Seguindo as instruções do secretário de Segurança Pública, Alexandre de Moraes – que antes da manifestação advertira que ela agiria “fortemente com prisões em relação a eventuais black blocs” –, a PM agiu com rigor. Possíveis excessos de sua parte – como o caso que está sendo investigado de um manifestante que depois de detido por ato de violência levou pontapés de policiais à paisana – não podem ser tolerados. Afora isso, ela atuou da forma que se exige de uma força encarregada de manter a ordem pública, reprimindo a violência e prendendo em flagrante os desordeiros, 17 no total, que já foram soltos. O número de feridos – três PMs e um manifestante – não deixa dúvida de onde partiu a violência.

O governador Geraldo Alckmin está coberto de razão ao condenar “os inaceitáveis atos de vandalismo e a destruição de patrimônio público ocorridos na capital. Vandalismo é crime. Não será tolerado”. A clara distinção feita tanto pelo poder público quanto a população, desde que os black blocs entraram em cena, entre vandalismo e liberdade de expressão precisa ser seguida também pelos vários grupos de manifestantes que tomam as ruas de São Paulo com frequência.

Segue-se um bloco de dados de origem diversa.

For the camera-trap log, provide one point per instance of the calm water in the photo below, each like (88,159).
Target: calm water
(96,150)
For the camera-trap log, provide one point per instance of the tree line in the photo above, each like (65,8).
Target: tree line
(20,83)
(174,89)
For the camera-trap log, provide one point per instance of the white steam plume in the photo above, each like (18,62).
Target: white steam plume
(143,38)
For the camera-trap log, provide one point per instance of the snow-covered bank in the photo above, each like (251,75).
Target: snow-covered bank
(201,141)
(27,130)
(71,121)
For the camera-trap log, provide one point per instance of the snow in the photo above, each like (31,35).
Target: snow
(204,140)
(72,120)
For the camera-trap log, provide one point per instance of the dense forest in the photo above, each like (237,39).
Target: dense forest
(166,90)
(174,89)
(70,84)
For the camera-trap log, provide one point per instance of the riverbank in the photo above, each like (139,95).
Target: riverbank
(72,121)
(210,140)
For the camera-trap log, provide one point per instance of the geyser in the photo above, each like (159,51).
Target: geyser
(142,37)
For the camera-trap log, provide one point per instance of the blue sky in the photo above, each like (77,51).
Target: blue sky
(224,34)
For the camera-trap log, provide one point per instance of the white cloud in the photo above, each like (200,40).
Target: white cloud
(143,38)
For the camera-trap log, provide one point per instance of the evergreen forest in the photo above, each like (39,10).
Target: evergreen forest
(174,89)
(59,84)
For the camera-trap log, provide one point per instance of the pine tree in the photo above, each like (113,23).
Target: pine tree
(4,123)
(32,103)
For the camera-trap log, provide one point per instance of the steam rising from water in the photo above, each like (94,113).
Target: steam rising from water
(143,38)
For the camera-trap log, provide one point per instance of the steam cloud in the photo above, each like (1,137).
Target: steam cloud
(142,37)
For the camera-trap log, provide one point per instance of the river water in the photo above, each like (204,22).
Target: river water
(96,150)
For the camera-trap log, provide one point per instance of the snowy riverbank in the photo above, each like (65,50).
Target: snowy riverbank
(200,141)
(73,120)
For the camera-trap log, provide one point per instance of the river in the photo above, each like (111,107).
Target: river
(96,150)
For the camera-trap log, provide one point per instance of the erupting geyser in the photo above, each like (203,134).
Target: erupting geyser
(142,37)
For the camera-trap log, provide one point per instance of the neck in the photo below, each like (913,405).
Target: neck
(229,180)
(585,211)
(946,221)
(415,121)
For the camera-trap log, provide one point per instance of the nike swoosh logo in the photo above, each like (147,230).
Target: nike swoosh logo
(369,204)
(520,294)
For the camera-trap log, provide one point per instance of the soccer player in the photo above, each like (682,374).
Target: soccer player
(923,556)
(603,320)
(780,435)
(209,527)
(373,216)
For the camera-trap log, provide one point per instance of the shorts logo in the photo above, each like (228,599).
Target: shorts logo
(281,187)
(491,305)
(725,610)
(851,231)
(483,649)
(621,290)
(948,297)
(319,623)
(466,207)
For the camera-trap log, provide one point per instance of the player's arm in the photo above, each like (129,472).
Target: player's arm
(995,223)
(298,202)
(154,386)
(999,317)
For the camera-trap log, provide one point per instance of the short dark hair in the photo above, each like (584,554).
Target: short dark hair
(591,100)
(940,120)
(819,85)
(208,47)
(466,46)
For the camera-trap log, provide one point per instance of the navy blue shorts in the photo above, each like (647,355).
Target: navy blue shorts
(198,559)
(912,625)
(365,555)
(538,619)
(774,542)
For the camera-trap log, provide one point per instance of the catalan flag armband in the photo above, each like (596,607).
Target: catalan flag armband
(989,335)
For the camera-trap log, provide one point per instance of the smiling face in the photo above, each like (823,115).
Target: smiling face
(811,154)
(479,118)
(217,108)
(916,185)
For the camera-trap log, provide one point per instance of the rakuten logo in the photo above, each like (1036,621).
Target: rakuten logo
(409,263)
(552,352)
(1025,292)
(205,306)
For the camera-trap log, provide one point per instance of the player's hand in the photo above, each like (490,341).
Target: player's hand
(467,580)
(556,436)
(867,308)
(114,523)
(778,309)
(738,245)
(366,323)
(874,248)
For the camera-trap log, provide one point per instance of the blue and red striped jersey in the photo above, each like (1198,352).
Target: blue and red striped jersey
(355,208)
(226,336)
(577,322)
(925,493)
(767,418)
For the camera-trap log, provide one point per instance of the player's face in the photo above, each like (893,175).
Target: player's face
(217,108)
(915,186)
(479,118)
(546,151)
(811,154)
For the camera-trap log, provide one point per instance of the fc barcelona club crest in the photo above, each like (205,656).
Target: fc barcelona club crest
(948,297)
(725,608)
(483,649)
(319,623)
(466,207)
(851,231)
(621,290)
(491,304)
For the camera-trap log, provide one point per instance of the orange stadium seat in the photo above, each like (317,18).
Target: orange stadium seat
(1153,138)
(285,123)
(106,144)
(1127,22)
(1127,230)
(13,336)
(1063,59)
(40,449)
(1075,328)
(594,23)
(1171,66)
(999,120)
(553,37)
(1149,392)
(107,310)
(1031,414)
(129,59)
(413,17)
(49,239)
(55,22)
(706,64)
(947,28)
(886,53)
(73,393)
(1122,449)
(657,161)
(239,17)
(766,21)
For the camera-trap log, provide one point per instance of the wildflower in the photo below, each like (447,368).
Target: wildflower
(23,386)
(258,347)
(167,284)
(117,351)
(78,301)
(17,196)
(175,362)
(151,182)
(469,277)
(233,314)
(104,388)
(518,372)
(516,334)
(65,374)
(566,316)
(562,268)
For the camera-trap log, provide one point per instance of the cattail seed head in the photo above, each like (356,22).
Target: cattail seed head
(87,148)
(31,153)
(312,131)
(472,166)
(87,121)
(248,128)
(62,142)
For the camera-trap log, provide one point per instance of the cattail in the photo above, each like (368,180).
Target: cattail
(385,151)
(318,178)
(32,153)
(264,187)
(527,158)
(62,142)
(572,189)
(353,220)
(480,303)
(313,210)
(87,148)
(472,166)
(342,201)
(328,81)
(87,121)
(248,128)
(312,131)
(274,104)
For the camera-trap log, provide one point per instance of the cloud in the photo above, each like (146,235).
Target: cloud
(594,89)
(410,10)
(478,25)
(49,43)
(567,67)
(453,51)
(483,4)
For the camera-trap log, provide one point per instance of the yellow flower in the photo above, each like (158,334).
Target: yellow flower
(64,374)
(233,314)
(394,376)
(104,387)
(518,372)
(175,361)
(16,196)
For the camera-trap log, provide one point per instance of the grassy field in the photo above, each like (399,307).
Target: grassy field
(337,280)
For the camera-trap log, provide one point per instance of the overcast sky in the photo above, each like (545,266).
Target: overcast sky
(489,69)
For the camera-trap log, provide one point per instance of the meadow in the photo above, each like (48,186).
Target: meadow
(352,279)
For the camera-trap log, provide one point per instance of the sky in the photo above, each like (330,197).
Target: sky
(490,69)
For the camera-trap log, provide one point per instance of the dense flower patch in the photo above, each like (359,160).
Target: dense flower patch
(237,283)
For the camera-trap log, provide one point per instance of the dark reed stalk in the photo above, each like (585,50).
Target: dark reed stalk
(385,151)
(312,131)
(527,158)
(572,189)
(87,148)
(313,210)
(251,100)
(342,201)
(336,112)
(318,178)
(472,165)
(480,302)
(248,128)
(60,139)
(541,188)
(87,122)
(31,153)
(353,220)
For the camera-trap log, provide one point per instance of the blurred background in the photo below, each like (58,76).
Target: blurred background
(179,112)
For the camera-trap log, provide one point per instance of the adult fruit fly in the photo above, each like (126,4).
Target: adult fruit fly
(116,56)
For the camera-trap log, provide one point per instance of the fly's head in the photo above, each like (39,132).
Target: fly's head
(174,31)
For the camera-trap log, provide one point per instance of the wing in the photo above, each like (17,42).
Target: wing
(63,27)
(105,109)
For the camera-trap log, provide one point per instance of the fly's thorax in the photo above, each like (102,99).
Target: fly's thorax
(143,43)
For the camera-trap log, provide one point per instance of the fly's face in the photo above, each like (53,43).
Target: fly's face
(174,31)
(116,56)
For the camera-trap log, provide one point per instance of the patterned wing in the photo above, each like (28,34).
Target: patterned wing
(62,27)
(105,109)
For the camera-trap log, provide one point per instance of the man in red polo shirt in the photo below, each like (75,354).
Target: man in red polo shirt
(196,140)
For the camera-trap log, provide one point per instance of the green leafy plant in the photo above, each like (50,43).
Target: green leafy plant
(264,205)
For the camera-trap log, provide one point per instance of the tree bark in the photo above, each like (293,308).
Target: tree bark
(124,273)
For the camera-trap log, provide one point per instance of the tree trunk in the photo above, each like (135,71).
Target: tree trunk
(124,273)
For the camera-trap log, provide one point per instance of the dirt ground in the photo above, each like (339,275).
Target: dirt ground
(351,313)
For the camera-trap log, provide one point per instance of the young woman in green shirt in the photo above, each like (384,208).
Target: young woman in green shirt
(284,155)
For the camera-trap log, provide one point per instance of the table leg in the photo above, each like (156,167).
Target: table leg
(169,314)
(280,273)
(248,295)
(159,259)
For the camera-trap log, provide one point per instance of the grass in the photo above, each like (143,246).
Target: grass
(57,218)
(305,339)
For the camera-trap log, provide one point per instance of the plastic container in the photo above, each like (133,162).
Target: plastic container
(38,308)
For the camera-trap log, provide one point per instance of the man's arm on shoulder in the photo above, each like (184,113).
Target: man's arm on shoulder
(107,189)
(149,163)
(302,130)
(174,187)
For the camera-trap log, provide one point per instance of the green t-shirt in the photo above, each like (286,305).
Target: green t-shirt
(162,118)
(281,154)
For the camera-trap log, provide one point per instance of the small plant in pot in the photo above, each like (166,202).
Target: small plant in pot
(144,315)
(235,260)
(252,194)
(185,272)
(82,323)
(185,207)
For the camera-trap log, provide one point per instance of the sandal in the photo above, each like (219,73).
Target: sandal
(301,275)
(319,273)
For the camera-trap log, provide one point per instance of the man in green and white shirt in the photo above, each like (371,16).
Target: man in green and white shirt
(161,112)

Não basta, como tem acontecido até agora, eles dizerem que suas manifestações pacíficas são desvirtuadas pelos black blocs e lavarem as mãos. O resultado disso é o que se vê desde 2013: a repetição sistemática dos atos de vandalismo, seguidos das tímidas desculpas do MPL e outros movimentos de que nada têm a ver com isso, o que na prática significam cumplicidade. Ou eles fazem uma nítida separação de seu comportamento e o dos black blocs, sem meias-palavras, condenando a violência e ajudando a combater os que a promovem, ou fatalmente serão confundidos com eles, como já vem acontecendo.

Não cabem atitudes politicamente corretas num caso dessa gravidade. Repudiar a ação dos black blocs, que continuarão a ser combatidos pela polícia, é essencial para a defesa da liberdade de expressão, que não se confunde com violência.